What then is the task of the translator of Dovlatov? On first glance, it may seem like a simple one. His sentences are short, his diction colloquial and uncomplicated. And yet, it is all too easy for humorous, economical prose like Dovlatov’s to wind up less humorous and economical than in the original. In this regard, Antonina W. Bouis, who is the second translator of Dovlatov’s work after the wonderful Anne Frydman, does an impressive job.
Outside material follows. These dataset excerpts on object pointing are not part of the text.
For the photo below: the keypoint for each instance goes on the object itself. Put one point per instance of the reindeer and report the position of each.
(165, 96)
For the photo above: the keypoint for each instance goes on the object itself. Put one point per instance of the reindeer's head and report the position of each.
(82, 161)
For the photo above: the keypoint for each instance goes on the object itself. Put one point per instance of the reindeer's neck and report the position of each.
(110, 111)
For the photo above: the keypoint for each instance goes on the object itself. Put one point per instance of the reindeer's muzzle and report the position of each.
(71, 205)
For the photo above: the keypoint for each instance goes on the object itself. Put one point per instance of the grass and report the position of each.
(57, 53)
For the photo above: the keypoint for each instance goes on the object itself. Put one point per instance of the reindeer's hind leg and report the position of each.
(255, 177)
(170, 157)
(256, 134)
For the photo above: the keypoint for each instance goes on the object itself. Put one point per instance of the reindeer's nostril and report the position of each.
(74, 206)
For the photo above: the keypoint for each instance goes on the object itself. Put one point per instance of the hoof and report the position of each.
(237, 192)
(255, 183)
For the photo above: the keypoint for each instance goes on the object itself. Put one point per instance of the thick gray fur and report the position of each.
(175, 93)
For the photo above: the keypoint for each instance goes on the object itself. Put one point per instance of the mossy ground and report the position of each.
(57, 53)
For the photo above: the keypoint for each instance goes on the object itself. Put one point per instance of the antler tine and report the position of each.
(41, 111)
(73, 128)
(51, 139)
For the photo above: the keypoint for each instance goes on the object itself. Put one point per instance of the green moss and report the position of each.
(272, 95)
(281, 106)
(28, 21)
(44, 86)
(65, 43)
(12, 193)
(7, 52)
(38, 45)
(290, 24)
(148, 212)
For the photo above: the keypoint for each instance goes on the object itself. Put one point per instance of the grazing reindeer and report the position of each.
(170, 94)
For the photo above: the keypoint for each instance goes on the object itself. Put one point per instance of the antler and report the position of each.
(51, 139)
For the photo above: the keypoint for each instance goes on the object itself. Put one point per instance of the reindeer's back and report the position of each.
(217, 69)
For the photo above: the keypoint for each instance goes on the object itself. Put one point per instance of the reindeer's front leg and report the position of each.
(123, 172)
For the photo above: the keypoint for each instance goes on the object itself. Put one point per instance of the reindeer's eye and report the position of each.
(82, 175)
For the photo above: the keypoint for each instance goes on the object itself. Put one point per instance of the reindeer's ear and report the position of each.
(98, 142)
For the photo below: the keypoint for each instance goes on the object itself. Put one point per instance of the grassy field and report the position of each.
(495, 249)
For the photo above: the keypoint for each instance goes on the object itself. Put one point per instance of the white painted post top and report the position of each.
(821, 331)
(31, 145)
She has also translated Dovlatov’s novel A Foreign Woman, as well as countless other books from the Russian.
In The Suitcase, Bouis manages to give each sentence a certain sturdiness that does not weigh down the reading or render the prose clunky. Rather, there is a fluidity to her translation that maintains both Dovlatov’s deliberateness and comic lightness. (“I stared at the file. I felt what a pig might feel in the meat section of a deli.”) If there is anything lost in the translation, it is only Dovlatov’s tendency, as mentioned in an earlier post, not to use two words in the same sentence that begin with the same letter. But Bouis’ decision to discard this quirky feature of his prose along the way seems like a smart one. What we are left with is a sharp, witty book pulled out from the closet, like Dovlatov’s suitcase, and much deserving of its second release.
Adam Z. Levy lives in New York and teaches creative writing at Columbia University.